Die Konferenzszene sollte zeigen, wie der westliche Feminismus in Afrika ankam. Es gab ein Manifest, es war auf Englisch, alle waren begeistert. Und wir haben einfach mitgemacht. Was mwenkanonkano auch macht, ist zu sagen: Wartet mal einen Moment. Das ist ein wunderbarer Feminismus, er hat uns weit gebracht …
… aber?
Frauen werden nicht überall auf der Welt auf die gleiche Weise unterdrückt. Unsere Unterdrückung ist meist kulturspezifisch. In Uganda zum Beispiel knien Frauen vor Männern nieder. Der Feminismus im Westen muss sich nicht mit diesen Problemen befassen. Und doch hatten Frauen im Westen Probleme, wählen zu dürfen. In Afrika wurden Frauen nie daran gehindert zu wählen. Was mwenkanonkano also tut, ist zu sagen: Wir müssen uns unseren indigenen Feminismus ansehen und überlegen, wie er uns helfen kann, indigene Probleme zu bekämpfen. Denn wo immer Frauen unterdrückt wurden, gab es feministische Ideen, gab es Widerstand. Doch wenn wir den westlichen Feminismus nehmen und sagen, ja, das passt auch nach Afrika, dann funktioniert das nicht. Wenn ich sage, wir müssen uns mit dem indigenen Feminismus auseinandersetzen, will ich damit keineswegs den westlichen Feminismus oder den globalen Feminismus abwerten. Ich sage nur, dass es etwas Lokaleres und Spezifischeres gibt.

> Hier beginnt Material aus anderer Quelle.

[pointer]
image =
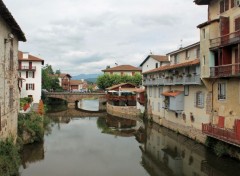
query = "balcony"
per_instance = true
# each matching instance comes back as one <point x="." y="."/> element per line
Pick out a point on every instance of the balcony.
<point x="184" y="80"/>
<point x="230" y="70"/>
<point x="226" y="135"/>
<point x="225" y="40"/>
<point x="27" y="68"/>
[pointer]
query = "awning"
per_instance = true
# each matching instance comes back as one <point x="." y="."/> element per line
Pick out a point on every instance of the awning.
<point x="172" y="93"/>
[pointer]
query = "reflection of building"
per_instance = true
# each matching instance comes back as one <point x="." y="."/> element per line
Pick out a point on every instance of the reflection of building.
<point x="167" y="153"/>
<point x="10" y="35"/>
<point x="220" y="58"/>
<point x="30" y="69"/>
<point x="123" y="70"/>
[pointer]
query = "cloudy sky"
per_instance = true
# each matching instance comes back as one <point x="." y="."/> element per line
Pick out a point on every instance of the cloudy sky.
<point x="84" y="36"/>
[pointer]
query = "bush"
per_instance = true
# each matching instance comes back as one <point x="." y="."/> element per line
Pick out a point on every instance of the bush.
<point x="9" y="158"/>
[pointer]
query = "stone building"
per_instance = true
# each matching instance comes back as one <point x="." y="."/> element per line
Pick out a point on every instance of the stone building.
<point x="10" y="35"/>
<point x="220" y="58"/>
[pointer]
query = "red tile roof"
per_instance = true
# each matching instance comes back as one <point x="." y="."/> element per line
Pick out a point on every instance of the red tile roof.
<point x="172" y="93"/>
<point x="169" y="67"/>
<point x="30" y="58"/>
<point x="123" y="68"/>
<point x="8" y="18"/>
<point x="159" y="58"/>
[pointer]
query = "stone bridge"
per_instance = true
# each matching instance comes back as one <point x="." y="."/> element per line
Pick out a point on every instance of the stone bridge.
<point x="73" y="97"/>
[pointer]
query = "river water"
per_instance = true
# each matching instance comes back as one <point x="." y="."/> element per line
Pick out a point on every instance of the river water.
<point x="111" y="146"/>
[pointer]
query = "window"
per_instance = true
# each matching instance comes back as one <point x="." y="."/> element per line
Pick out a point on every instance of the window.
<point x="11" y="98"/>
<point x="237" y="24"/>
<point x="224" y="5"/>
<point x="30" y="86"/>
<point x="200" y="99"/>
<point x="160" y="91"/>
<point x="221" y="91"/>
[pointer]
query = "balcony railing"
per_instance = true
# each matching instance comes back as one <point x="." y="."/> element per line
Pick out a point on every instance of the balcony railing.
<point x="184" y="80"/>
<point x="225" y="70"/>
<point x="227" y="135"/>
<point x="26" y="68"/>
<point x="228" y="39"/>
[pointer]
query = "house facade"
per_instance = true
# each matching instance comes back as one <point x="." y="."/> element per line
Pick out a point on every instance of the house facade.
<point x="10" y="35"/>
<point x="30" y="69"/>
<point x="123" y="70"/>
<point x="220" y="54"/>
<point x="176" y="95"/>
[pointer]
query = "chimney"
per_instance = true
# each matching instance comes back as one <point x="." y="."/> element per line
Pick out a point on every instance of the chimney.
<point x="25" y="55"/>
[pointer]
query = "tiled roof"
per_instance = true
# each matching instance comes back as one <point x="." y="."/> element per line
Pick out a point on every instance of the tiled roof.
<point x="30" y="58"/>
<point x="123" y="68"/>
<point x="76" y="82"/>
<point x="119" y="85"/>
<point x="8" y="18"/>
<point x="169" y="67"/>
<point x="159" y="58"/>
<point x="172" y="93"/>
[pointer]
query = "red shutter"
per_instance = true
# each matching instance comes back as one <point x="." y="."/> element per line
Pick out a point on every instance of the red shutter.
<point x="232" y="3"/>
<point x="226" y="5"/>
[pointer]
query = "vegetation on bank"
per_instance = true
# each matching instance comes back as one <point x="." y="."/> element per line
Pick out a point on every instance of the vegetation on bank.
<point x="9" y="158"/>
<point x="106" y="80"/>
<point x="222" y="149"/>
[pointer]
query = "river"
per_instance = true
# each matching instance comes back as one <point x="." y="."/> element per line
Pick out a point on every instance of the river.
<point x="111" y="146"/>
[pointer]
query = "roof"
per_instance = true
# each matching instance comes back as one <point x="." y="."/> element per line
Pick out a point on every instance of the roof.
<point x="159" y="58"/>
<point x="123" y="68"/>
<point x="120" y="85"/>
<point x="8" y="18"/>
<point x="172" y="93"/>
<point x="30" y="58"/>
<point x="208" y="22"/>
<point x="184" y="48"/>
<point x="169" y="67"/>
<point x="76" y="82"/>
<point x="202" y="2"/>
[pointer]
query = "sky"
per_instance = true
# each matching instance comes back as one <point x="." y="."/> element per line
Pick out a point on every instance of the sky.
<point x="85" y="36"/>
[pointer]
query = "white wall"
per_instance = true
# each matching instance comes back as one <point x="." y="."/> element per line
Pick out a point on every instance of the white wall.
<point x="37" y="81"/>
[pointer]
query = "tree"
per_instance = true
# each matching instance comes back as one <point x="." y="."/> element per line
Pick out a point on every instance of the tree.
<point x="107" y="80"/>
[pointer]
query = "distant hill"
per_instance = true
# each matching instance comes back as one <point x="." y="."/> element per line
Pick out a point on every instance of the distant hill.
<point x="88" y="77"/>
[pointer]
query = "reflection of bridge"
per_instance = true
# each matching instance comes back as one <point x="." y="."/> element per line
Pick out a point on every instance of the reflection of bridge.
<point x="76" y="113"/>
<point x="73" y="97"/>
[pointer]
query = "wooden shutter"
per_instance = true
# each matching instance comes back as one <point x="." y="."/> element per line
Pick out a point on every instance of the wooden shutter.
<point x="221" y="6"/>
<point x="226" y="5"/>
<point x="232" y="3"/>
<point x="237" y="24"/>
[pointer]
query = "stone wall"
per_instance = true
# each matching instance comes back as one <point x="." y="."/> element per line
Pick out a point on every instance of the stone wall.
<point x="123" y="111"/>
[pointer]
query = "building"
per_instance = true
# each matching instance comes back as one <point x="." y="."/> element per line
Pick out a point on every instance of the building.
<point x="30" y="69"/>
<point x="123" y="70"/>
<point x="10" y="35"/>
<point x="220" y="58"/>
<point x="64" y="81"/>
<point x="154" y="61"/>
<point x="176" y="95"/>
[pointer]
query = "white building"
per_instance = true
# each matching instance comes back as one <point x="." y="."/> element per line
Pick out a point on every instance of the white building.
<point x="30" y="69"/>
<point x="10" y="35"/>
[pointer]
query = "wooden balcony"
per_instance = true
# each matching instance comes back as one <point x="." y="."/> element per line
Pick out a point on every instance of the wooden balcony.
<point x="33" y="68"/>
<point x="223" y="134"/>
<point x="225" y="40"/>
<point x="175" y="80"/>
<point x="230" y="70"/>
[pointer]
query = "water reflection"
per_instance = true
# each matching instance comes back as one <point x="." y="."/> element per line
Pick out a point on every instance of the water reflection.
<point x="167" y="153"/>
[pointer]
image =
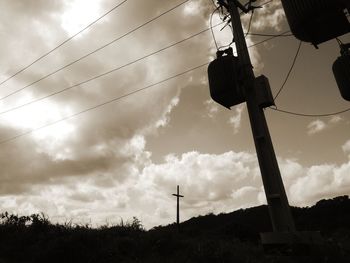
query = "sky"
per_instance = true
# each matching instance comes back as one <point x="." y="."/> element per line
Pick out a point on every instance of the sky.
<point x="126" y="157"/>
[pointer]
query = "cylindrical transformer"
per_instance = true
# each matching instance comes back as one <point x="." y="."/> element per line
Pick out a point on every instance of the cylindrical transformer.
<point x="223" y="81"/>
<point x="317" y="21"/>
<point x="341" y="71"/>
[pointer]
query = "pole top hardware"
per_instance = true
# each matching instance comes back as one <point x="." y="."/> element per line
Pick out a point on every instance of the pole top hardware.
<point x="246" y="8"/>
<point x="221" y="53"/>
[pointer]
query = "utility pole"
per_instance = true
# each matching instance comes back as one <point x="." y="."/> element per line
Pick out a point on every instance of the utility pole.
<point x="284" y="230"/>
<point x="178" y="206"/>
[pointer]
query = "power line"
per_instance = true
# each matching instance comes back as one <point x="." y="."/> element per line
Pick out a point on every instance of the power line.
<point x="290" y="70"/>
<point x="61" y="44"/>
<point x="94" y="51"/>
<point x="118" y="68"/>
<point x="102" y="104"/>
<point x="310" y="115"/>
<point x="270" y="35"/>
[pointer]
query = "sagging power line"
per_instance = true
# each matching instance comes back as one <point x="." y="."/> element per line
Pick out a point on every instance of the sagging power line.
<point x="95" y="51"/>
<point x="121" y="67"/>
<point x="61" y="44"/>
<point x="103" y="103"/>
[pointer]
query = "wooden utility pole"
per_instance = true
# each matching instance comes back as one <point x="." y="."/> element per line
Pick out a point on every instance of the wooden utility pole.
<point x="178" y="205"/>
<point x="284" y="230"/>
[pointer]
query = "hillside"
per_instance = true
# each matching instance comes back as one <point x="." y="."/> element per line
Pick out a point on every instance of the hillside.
<point x="232" y="237"/>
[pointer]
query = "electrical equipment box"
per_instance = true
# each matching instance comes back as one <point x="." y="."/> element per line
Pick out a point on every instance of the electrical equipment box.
<point x="341" y="71"/>
<point x="223" y="80"/>
<point x="263" y="92"/>
<point x="317" y="21"/>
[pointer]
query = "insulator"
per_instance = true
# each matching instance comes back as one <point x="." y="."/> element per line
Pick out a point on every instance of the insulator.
<point x="223" y="81"/>
<point x="317" y="21"/>
<point x="263" y="92"/>
<point x="341" y="71"/>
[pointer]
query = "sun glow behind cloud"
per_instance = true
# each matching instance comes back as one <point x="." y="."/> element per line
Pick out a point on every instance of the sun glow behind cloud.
<point x="79" y="13"/>
<point x="38" y="115"/>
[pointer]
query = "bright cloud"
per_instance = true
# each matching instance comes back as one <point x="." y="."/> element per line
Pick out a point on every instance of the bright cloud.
<point x="316" y="126"/>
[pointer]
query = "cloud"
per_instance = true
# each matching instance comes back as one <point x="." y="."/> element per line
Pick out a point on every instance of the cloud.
<point x="235" y="120"/>
<point x="346" y="147"/>
<point x="316" y="126"/>
<point x="319" y="125"/>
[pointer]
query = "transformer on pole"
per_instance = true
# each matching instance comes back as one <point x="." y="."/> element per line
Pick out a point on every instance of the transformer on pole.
<point x="256" y="93"/>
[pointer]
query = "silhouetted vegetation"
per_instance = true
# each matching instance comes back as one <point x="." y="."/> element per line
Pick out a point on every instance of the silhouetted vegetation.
<point x="232" y="237"/>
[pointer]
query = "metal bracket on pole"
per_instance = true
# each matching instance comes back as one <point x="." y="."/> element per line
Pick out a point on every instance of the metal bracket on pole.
<point x="284" y="231"/>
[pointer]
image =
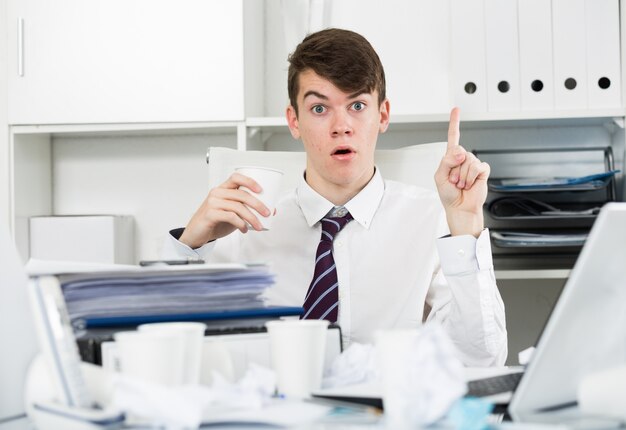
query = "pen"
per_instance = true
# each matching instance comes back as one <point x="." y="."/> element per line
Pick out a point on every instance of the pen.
<point x="171" y="262"/>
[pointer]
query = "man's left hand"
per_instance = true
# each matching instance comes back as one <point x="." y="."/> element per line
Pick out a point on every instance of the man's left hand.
<point x="462" y="184"/>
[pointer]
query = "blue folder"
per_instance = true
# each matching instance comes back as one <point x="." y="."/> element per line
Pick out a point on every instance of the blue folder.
<point x="133" y="320"/>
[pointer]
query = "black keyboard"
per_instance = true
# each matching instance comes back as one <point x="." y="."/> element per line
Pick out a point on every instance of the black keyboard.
<point x="494" y="385"/>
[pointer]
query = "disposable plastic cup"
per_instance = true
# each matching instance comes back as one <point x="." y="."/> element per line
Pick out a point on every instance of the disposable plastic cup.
<point x="297" y="351"/>
<point x="156" y="357"/>
<point x="192" y="334"/>
<point x="269" y="180"/>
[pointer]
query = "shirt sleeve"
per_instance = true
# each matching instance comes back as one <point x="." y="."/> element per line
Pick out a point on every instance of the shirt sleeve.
<point x="174" y="249"/>
<point x="464" y="297"/>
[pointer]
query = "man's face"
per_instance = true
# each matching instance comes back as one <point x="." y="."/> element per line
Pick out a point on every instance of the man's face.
<point x="339" y="133"/>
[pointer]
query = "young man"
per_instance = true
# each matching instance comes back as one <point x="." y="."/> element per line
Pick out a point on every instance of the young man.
<point x="384" y="263"/>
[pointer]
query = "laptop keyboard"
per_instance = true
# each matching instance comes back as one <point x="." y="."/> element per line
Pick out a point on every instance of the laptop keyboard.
<point x="494" y="385"/>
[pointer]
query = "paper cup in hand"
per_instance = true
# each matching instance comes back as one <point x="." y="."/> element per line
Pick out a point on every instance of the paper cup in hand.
<point x="156" y="357"/>
<point x="297" y="351"/>
<point x="269" y="180"/>
<point x="192" y="334"/>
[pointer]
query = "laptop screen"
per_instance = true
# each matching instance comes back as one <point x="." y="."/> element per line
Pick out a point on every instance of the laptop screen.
<point x="586" y="331"/>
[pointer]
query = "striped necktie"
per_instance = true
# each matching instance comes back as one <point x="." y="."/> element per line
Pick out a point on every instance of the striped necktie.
<point x="322" y="298"/>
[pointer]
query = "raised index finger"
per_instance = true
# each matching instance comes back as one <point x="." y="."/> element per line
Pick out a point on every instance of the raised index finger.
<point x="454" y="133"/>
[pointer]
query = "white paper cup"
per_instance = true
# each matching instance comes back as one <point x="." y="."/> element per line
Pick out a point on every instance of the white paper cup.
<point x="192" y="334"/>
<point x="155" y="357"/>
<point x="393" y="358"/>
<point x="269" y="180"/>
<point x="297" y="351"/>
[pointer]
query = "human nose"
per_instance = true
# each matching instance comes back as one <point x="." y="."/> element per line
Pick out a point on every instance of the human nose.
<point x="341" y="125"/>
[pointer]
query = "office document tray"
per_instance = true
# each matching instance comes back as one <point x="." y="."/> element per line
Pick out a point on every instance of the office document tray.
<point x="542" y="203"/>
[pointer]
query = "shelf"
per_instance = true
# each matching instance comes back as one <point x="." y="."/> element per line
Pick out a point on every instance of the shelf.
<point x="478" y="119"/>
<point x="533" y="274"/>
<point x="217" y="127"/>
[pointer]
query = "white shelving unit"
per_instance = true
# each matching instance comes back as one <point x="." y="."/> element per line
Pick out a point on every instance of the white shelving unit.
<point x="154" y="169"/>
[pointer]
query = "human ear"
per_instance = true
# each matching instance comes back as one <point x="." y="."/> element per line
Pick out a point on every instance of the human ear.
<point x="384" y="116"/>
<point x="292" y="122"/>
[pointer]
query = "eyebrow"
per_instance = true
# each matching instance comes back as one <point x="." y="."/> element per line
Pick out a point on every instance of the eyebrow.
<point x="314" y="93"/>
<point x="323" y="97"/>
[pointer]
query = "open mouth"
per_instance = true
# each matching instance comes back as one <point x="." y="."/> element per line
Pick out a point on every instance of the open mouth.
<point x="342" y="151"/>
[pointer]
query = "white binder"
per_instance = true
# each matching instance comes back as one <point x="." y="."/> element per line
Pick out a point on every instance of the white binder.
<point x="603" y="55"/>
<point x="469" y="76"/>
<point x="501" y="37"/>
<point x="570" y="54"/>
<point x="535" y="52"/>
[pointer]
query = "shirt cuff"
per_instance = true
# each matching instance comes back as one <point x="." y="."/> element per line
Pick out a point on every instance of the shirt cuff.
<point x="465" y="254"/>
<point x="174" y="249"/>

Die ugandische Wissenschaftlerin Sylvia Tamale beschreibt, dass die Sexualisierung des nackten weiblichen Körpers in Uganda erst mit der Kolonialisierung angefangen habe. Kann indigener, feministischer Widerstand also auch bedeuten, nackt zu protestieren?
Nacktheit als Widerstand ist eine große Sache in Uganda. Nicht nur in Uganda. Ich erinnere mich daran, als in Kenia während Mois Regime Mütter seiner Gefangenen nackt auf die Straße gegangen sind. Weil es alte Frauen sind, respektierst du diese Nacktheit. Es war so stark, dass Männer weggerannt sind! In Liberia war es das Gleiche. Frauen kamen zu den Fabriken und sagten, wenn ihr nicht verhandelt, ziehen wir uns aus. Also ja, Nacktheit ist eine Waffe und sie wurde sich zu Nutzen gemacht.
Als Kirabo, die Protagonistin Ihres Romans, zu ihrem Vater nach Kampala zieht, verändert sich ihr Leben schlagartig. Zum Beispiel lernt Kirabo „4 p. m.“ zu sagen, anstatt „die zehnte Stunde des Tages“.
Wie spricht man über die Veränderungen für das traditionelle Leben in Uganda, ohne über Kolonialisierung zu sprechen? Auch wenn wir uns in dem Roman nicht in der Zeit der Kolonialisierung befinden, kann man die Auswirkungen in ihrem Leben spüren. Ich wollte auch den Unterschied zwischen einer verwestlichten Mittelschicht und der traditionellen Mittelschicht beschreiben.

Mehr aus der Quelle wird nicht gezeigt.